I got the Think Tank Airport International V 2.0 a few months back when I had a shoot planned that required me to hop on a plane. If you want the long story, you can find it in the review and video below. The short story is that it replaced my old Lowepro CompuTrekker Plus AW as my small-shoot go to bag even if there are no airplanes involved. (And I think I may have accidentally slept with it once or twice).
We are also giving one away as part of our How I Took It contest, so go and check it out.
First The Video
The video below is my real time, on the go experience with the Airport International. It is coming from my heart after about 20 hours of traveling with it.
I hate traveling. Actually, I love traveling, but I hate the flying part. Aside from the food, bad seats and long waits, being a photographers adds some hurdles in terms of transporting gear. I always took most of my gear with me on the plane, because I don’t trust the system, and it has always been an opposite-from-fun experience for me. While I still don’t love flying, the gear part got easier for me.
All and all it is an awesome bag. Just to make sure we cover the basics, it is light, big, very well padded and comes with more dividers than you’ll ever need.
Looking closer, I love the way this bag’s made. You can tell it is probably a love child of one of the engineers all the mechanisms are really nicely made: the zippers, the rollers and trolley handle. Even if the nice looks didn’t add to the quality of the bag (which I doubt) it still feels good to hold and use something that is that well made.
Out of the box the bag comes with plenty of dividers, a rain cover, a tripod cup and an instruction manual (actually, maybe 10 manuals and booklets).
It can go on a plane, out of the 8 flights that I’ve used it on, the only time I was asked to bid it farewell was on the staircase to a small paddle hopper (Portland to Redmond) which did not allow trolleys on board at all. But once I explained that it carries expensive cameras, I was allowed to tuck it under my legs. Go Delta! (watch the video at about 00:35).

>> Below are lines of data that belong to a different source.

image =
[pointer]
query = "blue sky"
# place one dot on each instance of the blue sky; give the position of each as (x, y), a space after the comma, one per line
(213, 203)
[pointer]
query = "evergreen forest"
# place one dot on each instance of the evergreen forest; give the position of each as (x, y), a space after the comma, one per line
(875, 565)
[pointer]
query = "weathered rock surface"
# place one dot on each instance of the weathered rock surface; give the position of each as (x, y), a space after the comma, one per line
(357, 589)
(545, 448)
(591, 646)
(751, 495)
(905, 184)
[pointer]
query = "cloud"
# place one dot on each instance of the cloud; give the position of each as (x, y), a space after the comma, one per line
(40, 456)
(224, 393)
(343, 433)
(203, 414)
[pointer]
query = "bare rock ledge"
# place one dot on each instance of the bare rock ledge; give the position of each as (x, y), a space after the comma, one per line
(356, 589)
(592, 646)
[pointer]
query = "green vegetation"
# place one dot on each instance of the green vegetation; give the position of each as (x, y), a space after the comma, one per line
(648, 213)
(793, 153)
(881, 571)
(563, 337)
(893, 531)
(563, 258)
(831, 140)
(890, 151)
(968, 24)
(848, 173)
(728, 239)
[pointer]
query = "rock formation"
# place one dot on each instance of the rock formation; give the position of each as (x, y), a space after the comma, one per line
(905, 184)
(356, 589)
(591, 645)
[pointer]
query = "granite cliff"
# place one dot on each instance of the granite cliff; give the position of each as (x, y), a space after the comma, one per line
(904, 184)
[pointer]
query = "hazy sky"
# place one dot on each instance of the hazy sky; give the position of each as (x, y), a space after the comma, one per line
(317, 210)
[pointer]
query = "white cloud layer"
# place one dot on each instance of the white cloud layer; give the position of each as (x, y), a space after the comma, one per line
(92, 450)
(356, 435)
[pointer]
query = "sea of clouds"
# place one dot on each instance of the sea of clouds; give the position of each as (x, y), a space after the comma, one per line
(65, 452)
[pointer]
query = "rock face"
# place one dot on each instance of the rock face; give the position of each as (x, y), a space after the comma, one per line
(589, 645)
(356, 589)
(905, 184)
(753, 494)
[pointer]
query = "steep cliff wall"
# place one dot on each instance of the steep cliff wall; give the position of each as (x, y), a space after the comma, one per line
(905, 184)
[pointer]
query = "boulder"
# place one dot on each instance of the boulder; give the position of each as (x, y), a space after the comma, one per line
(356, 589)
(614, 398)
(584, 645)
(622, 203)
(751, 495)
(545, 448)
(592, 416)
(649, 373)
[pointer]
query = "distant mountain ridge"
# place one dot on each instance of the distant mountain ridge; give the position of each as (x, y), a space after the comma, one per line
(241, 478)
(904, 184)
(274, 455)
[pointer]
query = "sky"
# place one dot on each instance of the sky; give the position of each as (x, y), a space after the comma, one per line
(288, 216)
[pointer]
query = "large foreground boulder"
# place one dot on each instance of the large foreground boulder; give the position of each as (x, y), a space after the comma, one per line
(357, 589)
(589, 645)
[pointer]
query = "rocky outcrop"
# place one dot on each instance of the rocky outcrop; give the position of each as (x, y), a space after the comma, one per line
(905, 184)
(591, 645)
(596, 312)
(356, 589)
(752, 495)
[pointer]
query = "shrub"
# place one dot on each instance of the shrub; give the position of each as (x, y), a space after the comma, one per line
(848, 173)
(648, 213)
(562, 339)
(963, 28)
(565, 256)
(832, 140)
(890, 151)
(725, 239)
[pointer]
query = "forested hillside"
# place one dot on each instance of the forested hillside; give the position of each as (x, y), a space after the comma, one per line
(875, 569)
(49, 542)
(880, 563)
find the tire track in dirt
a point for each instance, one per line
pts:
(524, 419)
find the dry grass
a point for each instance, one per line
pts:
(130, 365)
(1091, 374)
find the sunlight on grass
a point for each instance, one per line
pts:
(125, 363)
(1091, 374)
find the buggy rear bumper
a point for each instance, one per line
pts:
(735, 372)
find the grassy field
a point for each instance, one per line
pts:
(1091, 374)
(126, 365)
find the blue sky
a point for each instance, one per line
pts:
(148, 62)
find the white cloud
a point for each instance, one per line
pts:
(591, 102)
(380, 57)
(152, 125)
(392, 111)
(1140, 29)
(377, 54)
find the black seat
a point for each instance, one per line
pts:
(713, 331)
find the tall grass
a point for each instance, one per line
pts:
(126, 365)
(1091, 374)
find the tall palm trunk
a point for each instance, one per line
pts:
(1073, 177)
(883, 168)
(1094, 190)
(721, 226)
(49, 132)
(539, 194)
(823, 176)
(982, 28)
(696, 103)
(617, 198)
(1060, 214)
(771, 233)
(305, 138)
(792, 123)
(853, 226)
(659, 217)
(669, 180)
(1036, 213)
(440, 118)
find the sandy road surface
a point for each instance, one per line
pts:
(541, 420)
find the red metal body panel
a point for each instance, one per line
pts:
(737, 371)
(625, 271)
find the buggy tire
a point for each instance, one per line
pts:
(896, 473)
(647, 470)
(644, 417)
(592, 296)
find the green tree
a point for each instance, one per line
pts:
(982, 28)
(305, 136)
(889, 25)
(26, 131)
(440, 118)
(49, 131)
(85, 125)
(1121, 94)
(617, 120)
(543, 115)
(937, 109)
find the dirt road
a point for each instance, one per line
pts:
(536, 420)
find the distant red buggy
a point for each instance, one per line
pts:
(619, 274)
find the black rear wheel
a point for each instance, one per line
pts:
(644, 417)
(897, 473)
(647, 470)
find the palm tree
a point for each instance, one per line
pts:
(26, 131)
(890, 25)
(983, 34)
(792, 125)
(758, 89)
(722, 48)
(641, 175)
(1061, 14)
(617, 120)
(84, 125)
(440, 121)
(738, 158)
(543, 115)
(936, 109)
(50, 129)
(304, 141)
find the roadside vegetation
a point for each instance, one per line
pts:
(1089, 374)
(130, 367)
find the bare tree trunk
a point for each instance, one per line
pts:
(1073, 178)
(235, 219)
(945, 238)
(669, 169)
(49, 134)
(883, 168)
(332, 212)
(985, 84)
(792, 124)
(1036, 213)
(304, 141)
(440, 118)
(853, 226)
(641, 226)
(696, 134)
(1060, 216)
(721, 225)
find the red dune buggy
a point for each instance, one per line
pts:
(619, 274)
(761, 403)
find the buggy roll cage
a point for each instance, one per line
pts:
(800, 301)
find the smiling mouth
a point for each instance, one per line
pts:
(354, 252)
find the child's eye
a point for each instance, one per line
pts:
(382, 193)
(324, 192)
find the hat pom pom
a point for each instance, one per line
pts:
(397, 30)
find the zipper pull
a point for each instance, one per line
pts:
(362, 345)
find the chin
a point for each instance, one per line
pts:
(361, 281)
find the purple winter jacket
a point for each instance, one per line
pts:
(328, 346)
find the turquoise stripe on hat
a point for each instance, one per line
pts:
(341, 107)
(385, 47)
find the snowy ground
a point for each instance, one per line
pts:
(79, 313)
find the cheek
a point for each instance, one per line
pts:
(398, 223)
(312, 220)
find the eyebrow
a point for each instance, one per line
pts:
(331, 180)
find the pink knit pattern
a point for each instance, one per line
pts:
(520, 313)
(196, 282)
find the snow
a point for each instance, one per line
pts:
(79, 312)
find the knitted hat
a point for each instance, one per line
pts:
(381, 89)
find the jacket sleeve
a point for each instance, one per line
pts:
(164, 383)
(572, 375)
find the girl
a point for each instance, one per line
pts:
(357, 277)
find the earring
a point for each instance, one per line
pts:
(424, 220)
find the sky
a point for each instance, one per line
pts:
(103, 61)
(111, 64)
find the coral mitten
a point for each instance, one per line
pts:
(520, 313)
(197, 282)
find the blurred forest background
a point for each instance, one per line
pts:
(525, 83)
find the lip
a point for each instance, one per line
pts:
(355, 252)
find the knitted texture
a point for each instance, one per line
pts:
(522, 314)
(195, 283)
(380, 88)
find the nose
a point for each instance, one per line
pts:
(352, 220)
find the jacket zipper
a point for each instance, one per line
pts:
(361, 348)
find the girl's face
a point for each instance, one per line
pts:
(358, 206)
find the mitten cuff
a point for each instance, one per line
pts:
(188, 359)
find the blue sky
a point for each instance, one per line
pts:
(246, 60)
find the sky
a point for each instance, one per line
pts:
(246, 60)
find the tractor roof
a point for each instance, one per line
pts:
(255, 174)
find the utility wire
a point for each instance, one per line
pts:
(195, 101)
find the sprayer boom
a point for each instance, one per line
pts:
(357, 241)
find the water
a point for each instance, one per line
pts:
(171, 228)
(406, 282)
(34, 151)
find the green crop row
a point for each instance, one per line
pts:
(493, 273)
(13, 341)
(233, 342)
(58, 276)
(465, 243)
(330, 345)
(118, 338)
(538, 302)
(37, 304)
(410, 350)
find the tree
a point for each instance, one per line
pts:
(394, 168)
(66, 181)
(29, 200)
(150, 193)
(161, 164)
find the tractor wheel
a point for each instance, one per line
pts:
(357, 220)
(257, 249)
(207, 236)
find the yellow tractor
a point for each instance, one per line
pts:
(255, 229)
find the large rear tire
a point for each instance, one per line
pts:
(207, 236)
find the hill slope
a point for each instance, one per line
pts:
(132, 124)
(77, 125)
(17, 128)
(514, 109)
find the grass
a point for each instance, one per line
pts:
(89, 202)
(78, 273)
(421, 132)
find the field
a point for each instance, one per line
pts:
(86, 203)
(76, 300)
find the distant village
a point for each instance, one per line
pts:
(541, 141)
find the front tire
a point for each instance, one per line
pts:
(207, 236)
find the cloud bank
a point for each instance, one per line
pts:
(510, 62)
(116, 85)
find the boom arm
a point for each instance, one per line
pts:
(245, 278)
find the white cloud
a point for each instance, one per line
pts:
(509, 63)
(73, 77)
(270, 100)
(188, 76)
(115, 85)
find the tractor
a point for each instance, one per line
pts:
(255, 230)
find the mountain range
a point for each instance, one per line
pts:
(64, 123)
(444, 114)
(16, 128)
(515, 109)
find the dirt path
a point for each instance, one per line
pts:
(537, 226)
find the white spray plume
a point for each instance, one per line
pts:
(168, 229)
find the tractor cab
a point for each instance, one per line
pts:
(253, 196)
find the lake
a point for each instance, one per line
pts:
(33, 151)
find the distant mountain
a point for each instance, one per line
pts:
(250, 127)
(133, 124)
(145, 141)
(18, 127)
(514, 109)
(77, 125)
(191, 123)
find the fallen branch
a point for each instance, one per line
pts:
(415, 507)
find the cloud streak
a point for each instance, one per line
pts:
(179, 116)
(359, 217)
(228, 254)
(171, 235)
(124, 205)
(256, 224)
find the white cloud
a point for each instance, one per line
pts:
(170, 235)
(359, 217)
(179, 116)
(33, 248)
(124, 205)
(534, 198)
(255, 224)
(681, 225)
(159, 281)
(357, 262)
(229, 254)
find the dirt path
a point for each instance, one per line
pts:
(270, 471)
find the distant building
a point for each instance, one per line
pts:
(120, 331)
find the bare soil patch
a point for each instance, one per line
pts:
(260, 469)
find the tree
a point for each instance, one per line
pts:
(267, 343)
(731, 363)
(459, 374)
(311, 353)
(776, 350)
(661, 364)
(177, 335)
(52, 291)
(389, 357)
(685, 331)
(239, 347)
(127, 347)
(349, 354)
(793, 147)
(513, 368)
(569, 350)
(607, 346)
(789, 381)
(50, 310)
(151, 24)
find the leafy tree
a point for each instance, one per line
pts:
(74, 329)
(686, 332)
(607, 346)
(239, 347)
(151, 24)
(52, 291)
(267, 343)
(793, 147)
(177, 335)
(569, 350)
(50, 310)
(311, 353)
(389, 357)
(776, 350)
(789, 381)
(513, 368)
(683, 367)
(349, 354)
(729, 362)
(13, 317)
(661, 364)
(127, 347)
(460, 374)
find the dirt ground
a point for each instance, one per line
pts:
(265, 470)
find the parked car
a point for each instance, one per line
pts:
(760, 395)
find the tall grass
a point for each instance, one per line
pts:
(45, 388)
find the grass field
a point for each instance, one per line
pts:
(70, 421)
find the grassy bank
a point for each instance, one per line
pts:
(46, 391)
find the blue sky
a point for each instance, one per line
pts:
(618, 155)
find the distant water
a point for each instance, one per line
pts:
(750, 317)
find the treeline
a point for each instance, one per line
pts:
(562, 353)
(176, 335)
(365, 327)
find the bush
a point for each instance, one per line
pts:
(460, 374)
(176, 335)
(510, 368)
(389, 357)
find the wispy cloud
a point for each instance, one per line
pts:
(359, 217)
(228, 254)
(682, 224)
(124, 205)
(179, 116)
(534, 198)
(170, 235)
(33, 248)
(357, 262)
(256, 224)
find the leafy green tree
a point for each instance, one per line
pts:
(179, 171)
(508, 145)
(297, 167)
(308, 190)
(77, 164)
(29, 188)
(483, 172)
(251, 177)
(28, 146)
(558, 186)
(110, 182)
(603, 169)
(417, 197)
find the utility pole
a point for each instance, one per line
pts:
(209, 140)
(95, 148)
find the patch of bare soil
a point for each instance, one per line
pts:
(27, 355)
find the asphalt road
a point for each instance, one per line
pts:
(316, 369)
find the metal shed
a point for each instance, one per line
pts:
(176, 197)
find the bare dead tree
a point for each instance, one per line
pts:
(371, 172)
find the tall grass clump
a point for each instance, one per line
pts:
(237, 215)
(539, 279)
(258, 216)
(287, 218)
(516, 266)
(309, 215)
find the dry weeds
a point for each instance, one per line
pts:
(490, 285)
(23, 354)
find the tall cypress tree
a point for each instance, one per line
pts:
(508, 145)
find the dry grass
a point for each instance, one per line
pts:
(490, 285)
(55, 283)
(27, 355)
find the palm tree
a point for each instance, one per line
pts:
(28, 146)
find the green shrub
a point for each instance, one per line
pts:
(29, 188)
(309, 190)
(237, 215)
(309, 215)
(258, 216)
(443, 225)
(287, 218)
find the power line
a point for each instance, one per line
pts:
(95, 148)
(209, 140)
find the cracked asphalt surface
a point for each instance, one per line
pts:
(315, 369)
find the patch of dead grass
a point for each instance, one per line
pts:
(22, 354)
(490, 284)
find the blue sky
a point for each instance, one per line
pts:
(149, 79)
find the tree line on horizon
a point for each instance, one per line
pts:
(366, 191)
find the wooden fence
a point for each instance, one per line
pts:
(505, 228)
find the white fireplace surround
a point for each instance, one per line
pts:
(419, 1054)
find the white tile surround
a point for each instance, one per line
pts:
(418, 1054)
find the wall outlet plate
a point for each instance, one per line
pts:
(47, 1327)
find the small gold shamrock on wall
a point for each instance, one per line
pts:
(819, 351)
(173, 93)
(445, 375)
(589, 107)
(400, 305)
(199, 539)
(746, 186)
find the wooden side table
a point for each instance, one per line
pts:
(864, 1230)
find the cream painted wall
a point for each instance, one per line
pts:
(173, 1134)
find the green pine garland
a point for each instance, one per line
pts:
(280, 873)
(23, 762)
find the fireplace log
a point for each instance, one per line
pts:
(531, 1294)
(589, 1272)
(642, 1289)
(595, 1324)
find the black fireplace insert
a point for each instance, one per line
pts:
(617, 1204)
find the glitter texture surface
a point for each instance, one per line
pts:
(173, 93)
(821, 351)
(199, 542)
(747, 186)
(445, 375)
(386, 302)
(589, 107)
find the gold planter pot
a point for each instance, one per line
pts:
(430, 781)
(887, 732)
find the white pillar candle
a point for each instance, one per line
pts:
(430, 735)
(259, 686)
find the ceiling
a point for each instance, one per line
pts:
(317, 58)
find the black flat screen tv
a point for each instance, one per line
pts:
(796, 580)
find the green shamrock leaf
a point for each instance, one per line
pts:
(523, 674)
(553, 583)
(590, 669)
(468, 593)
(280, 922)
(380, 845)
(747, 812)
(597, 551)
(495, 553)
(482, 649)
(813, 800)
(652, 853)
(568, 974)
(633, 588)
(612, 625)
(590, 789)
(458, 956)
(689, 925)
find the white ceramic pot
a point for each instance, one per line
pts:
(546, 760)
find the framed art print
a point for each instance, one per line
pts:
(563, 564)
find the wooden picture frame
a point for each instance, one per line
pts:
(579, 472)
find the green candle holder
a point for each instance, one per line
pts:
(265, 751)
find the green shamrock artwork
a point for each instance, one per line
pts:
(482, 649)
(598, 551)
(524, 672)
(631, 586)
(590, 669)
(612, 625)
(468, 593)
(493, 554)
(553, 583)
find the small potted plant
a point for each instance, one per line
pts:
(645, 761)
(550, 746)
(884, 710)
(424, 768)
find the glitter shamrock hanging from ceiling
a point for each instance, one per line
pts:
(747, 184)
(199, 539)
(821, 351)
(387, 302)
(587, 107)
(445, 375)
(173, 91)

I also throw a couple of moisture killers in the bag, just to be on the safe side, they are super cheap and help a bit with keeping the temperature changes from dampening the bag. Did I mention the wheels are super smooth? You can’t even hear it rolling
The Storage Space
I use the bag with all the dividers supplied and can get 15 small compartments, they hold 2 bodies detached from their lenses, 4 lenses, 5 strobes, 4 pocket wizards, some grip (nasty clamps, gorrilapods, super clamp and miniclamp), s100 which I use for BTS, light meter, small zoom H1 recorder and a few more misc items.
The padding feels nice and solid, but I have not dropped my bag from a significant height yet.
The lock on the zippers is your standard 3 digit combination lock and it is TSA compatible, which I assume that slightly-above-standard thief can handle. But it will keep strangers away while in the overhead compartment.
The Cover Flap
The cover side has 4 transparent pouches on the inside, 2 big (for cables, batteries, wallets) and two small (biz cards, mem cards, and so on). Pretty much what I would expect.
On the outer side it has a small compartment for the travel docs, passport and such. It also has a key holder on a string. Again, this is standard stuff, but very useful.
My biggest issue with the bag is the way they handle laptops. There is a laptop pocket on the outer side of the cover which will hold a small-medium laptop at ease, but since I am traveling with a 15 inch monster, it exceeds the bag and exposes the lap top. Thinktank has two solutions for this:
A nifty laptop sleeve (which I am totally getting). It fits a laptop and once tucked in the bag it seems to be part of it. The only caveat is that it is not protected by the locks.
A low divider set which is not ideal for me, as most of my strobes and lenses go all the way to the top, but if you have less/lower stuff, it is actually a pretty good solution.
I know I said $350 on the video, but I was after 20 hours of travel with no sleep. That’ll teach me not to shoot videos while being sleep deprived.
if you don’t use your entire bag, or carry smaller items in part of it this low divider set enables you to place a laptop inside the bag by lowering the dividers. It’s great for smaller camera/lens sets, but will not work if you are too packed.
This is the slim laptop case I was talking about. It looks pretty slick tucked inside that external pocket of the bag. In fact, if you don’t pull it out, it seems as part of the bag. I also think it will make it really convenient to use while the big bag is in overhead bin.
The Airport International V 2.0 Camera Bag from Think Tank is an awesome, awesome bag. I love it for it’s fine build and huge capacity. And the fact that it can still go on board with a ton of camera gear inside.
It gets an awesome 9/10 stars. Now go fly!